Monday, February 2, 2009

Stimulus package

I have not written about the stimulus package here because I have not been following it in detail. My sense is that I agree with Alice Rivlin of the Brookings Institution, who is also President Clinton's former budget director, that it would be better to move quickly on the actual stimulus part of the stimulus bill while leaving the other parts to be dealt with more thoughtfully. In things like health care reform initial choices matter a lot. For example, the truly wretched design of the Medicare prescription drug plan passed under Bush II will be with us for a long time. Social security, another poorly designed program, has proven impossible to reform other than minor tinkering at the margins. Rivlin's views, and some other interesting thoughts, appear in this WaPo article.

I am heartened, also, to read about Larry Summers pushing for spending that will happen now.

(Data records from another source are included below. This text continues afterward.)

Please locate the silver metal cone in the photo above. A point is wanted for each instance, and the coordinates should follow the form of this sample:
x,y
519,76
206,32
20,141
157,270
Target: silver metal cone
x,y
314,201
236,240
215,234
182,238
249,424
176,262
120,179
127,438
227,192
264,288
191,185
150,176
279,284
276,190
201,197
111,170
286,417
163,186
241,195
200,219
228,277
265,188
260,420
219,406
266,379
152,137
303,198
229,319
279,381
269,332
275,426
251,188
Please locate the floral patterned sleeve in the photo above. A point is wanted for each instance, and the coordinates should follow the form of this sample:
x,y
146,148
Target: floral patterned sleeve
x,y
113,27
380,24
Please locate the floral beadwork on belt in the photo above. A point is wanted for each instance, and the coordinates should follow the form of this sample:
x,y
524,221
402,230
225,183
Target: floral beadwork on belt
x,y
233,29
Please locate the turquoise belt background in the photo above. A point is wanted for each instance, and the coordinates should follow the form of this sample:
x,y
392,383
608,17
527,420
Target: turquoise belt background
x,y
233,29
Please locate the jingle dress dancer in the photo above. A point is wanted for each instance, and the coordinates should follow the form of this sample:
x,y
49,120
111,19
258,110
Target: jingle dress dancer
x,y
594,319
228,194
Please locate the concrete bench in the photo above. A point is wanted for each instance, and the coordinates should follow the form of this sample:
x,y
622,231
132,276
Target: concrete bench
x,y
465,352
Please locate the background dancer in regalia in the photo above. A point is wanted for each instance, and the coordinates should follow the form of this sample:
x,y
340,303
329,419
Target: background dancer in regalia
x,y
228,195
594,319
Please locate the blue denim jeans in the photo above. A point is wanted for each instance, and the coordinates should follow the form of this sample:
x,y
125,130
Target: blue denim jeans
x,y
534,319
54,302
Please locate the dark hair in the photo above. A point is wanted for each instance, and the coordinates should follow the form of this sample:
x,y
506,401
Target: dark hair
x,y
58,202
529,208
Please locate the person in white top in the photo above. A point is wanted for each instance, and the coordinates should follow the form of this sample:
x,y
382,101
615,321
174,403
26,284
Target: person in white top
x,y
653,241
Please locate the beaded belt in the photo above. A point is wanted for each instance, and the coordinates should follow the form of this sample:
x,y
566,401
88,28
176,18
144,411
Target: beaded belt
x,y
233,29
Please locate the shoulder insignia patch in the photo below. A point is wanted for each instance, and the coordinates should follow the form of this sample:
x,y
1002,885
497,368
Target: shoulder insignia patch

Whatever your views on the value of a stimulus package in the larger sense, all economists agree that a necessary condition for the package to have any value is for the spending to happen fast. There is also pretty general agreement that this has not been a characteristic of past spending packages in similar circumstances, where the bulk of the spending would typically arrive once a recovery was already underway. Larry is right on target here, even if the spending in the bill is often not.

This article also illustrates a general complaint of mine, which is the description of the package as containing tax cuts. It contains no such thing. By increasing spending, the package increases the discounted expected value of future tax payments. What the package does is to redistribute tax collection over time, by borrowing now to finance current expenditures while cutting current tax rates. It also redistributes the expected tax burden across individuals by changing the rates of certain types of taxes but not others in the short run. To actually cut discounted expected future taxes you have to cut spending, and that is certainly not what this bill is about. The press could do everyone a favor, and fulfill the lofty role that it imagines itself as filling, by adopting language that made this clear, rather than doing what they currently do, which is using misleading language about tax cuts.